Knowing regexp is always a good tool. They can be useful for many tasks: from searching strings to manipulating texts. A fun way to learn regexp is by using this site; it basically is a crossword game where definitions are in facts regular expressions.

Once you have learn them, you can visualize and debug them with:

  • https://www.debuggex.com/
  • http://regviz.org/

Another nice thing you can do with regexp is to generate code from text you already have. For example, you can take the description of a SQL table and write a migration that creates that table only by using regexp.

For this task sublime text is a mighty ally since it can highlight the matched pattern. Let’s see how to do this.

  • First copy the table definition from your preferred SQL editor. Here I used adminer (which I way recommend!).

Our starting table, straight copied from adminer

  • Then open the search/replace feature and start typing the regexp.
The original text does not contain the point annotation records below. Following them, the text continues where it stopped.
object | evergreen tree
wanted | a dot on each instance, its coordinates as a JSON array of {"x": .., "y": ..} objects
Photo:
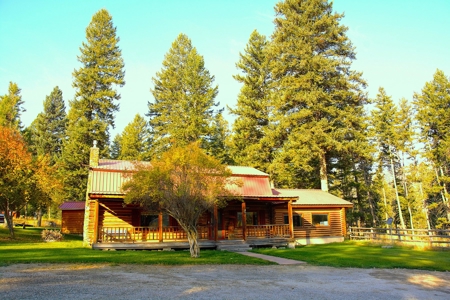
[
  {"x": 385, "y": 127},
  {"x": 49, "y": 127},
  {"x": 91, "y": 113},
  {"x": 318, "y": 100},
  {"x": 252, "y": 109},
  {"x": 11, "y": 107},
  {"x": 219, "y": 142},
  {"x": 134, "y": 140},
  {"x": 183, "y": 109},
  {"x": 433, "y": 115},
  {"x": 115, "y": 147}
]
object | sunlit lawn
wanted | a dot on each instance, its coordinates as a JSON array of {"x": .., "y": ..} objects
[
  {"x": 28, "y": 248},
  {"x": 365, "y": 255}
]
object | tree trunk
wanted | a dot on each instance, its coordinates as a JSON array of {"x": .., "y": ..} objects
[
  {"x": 9, "y": 222},
  {"x": 402, "y": 222},
  {"x": 39, "y": 220},
  {"x": 194, "y": 247}
]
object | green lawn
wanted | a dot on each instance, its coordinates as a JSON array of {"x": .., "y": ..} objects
[
  {"x": 28, "y": 248},
  {"x": 365, "y": 255}
]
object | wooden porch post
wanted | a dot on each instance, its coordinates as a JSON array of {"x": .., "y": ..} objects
[
  {"x": 244, "y": 221},
  {"x": 216, "y": 222},
  {"x": 291, "y": 220},
  {"x": 344, "y": 222},
  {"x": 160, "y": 226},
  {"x": 96, "y": 212}
]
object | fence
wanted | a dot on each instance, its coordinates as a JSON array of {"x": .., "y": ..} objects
[{"x": 434, "y": 238}]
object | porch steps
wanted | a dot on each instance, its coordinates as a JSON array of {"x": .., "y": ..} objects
[{"x": 233, "y": 245}]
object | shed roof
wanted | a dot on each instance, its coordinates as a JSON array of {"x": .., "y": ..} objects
[
  {"x": 312, "y": 197},
  {"x": 73, "y": 205}
]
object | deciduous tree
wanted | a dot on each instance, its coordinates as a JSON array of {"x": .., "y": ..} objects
[{"x": 184, "y": 182}]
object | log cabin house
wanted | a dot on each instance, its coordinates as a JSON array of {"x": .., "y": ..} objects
[
  {"x": 72, "y": 217},
  {"x": 263, "y": 215}
]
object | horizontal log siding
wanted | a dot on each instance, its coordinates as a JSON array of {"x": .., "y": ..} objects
[
  {"x": 72, "y": 221},
  {"x": 307, "y": 229},
  {"x": 114, "y": 214}
]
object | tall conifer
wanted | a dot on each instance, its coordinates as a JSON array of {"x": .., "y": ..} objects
[
  {"x": 318, "y": 100},
  {"x": 183, "y": 107},
  {"x": 252, "y": 109},
  {"x": 91, "y": 113},
  {"x": 11, "y": 107}
]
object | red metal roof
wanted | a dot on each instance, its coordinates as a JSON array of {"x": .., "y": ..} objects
[
  {"x": 250, "y": 186},
  {"x": 73, "y": 205},
  {"x": 312, "y": 197}
]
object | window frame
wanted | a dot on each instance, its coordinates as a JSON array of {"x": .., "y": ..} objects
[
  {"x": 294, "y": 215},
  {"x": 319, "y": 224}
]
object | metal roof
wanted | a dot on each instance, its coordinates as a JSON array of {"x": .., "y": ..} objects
[
  {"x": 312, "y": 197},
  {"x": 250, "y": 186},
  {"x": 73, "y": 205},
  {"x": 250, "y": 171}
]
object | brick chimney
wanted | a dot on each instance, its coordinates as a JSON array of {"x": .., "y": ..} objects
[{"x": 94, "y": 155}]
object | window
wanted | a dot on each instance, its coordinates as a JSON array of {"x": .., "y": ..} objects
[
  {"x": 320, "y": 219},
  {"x": 297, "y": 218},
  {"x": 251, "y": 218}
]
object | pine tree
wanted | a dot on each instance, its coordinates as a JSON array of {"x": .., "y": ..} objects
[
  {"x": 433, "y": 115},
  {"x": 385, "y": 127},
  {"x": 318, "y": 100},
  {"x": 91, "y": 113},
  {"x": 183, "y": 107},
  {"x": 134, "y": 140},
  {"x": 11, "y": 107},
  {"x": 49, "y": 127},
  {"x": 252, "y": 109}
]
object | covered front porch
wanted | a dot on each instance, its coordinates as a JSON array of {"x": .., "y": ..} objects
[{"x": 250, "y": 222}]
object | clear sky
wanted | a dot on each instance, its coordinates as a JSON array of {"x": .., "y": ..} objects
[{"x": 399, "y": 43}]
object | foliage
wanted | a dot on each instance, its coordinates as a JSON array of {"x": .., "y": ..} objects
[
  {"x": 365, "y": 255},
  {"x": 92, "y": 111},
  {"x": 51, "y": 235},
  {"x": 16, "y": 170},
  {"x": 253, "y": 105},
  {"x": 11, "y": 107},
  {"x": 48, "y": 130},
  {"x": 183, "y": 107},
  {"x": 432, "y": 106},
  {"x": 318, "y": 100},
  {"x": 133, "y": 143},
  {"x": 184, "y": 182}
]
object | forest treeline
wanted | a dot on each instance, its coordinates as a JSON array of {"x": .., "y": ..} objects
[{"x": 302, "y": 116}]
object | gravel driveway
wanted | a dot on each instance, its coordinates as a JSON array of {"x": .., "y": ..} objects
[{"x": 80, "y": 281}]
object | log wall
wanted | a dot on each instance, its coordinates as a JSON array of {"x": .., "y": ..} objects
[
  {"x": 334, "y": 227},
  {"x": 72, "y": 221}
]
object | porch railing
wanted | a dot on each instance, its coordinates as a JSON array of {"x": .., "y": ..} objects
[
  {"x": 267, "y": 231},
  {"x": 431, "y": 238},
  {"x": 143, "y": 234}
]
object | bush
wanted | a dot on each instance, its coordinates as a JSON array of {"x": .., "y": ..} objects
[{"x": 51, "y": 235}]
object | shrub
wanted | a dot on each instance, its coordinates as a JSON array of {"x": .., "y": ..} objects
[{"x": 51, "y": 235}]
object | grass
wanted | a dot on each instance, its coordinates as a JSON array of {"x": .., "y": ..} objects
[
  {"x": 29, "y": 248},
  {"x": 353, "y": 254}
]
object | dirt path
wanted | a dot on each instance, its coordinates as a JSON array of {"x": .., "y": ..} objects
[{"x": 79, "y": 281}]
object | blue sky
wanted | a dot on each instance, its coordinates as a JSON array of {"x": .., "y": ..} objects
[{"x": 399, "y": 44}]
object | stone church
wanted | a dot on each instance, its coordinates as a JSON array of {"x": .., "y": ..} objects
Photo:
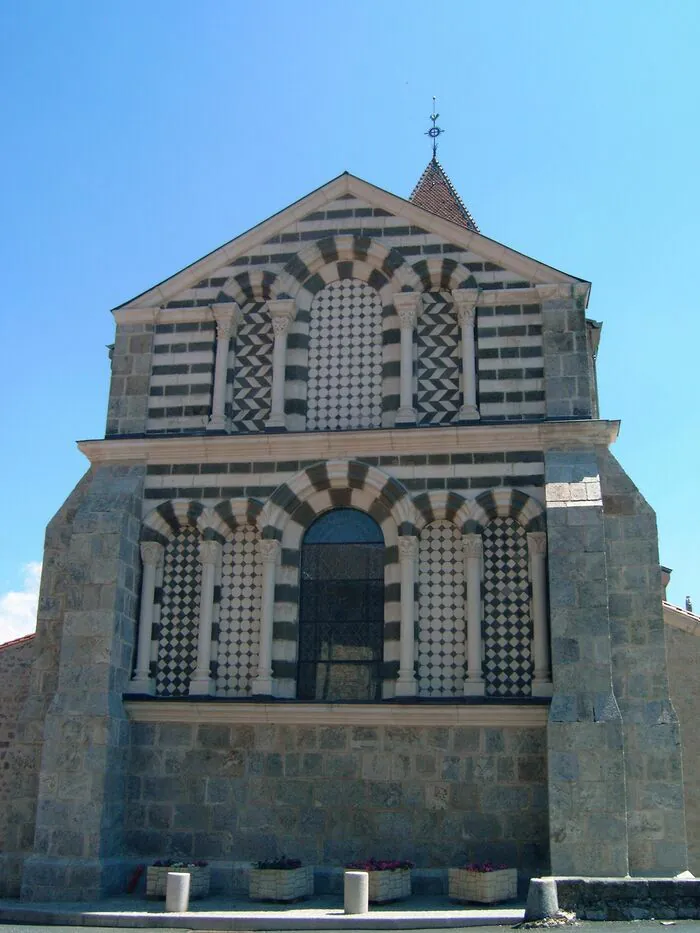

Take advantage of sublime’s capacity to highlight matches, so you will not miss anything.

Highlighting in action

The complete regexp

  • Finally use the partial matches to build your migration code.

The complete regexp

In my example the starting code was:

id  int(11) Auto Increment   
user_id int(11) NULL     
client_id   varchar(255) NULL    
client_secret   varchar(255) NULL    
status  int(11) NULL     
created_at  timestamp [CURRENT_TIMESTAMP]    
last_use    timestamp [0000-00-00 00:00:00]

on which I used this regexp:

^([a-zA-Z_]*)\t([^\t]*)(\t )*$
     ^        ^    ^     
     |        |    |     
 field name   | field type
              |          
        adminer's separator

to achieve the final code:

$this->createTable('tbl_token', array(
    'id' => 'int(11) Auto Increment',
    'user_id' => 'int(11) NULL',
    'client_id' => 'varchar(255) NULL',
    'client_secret' => 'varchar(255) NULL',
    'status' => 'int(11) NULL',
    'created_at' => 'timestamp [CURRENT_TIMESTAMP]',
    'last_use' => 'timestamp [0000-00-00 00:00:00]',
);

Of course I had to manually add the first and the last line, but it’s not a big deal if you have to handle large tables and your little regexp will save you tens of manual line definition.

Note that the last (\t )* is not really necessary, but it allows us to be sure that we matched the whole line and that we didn’t miss anything.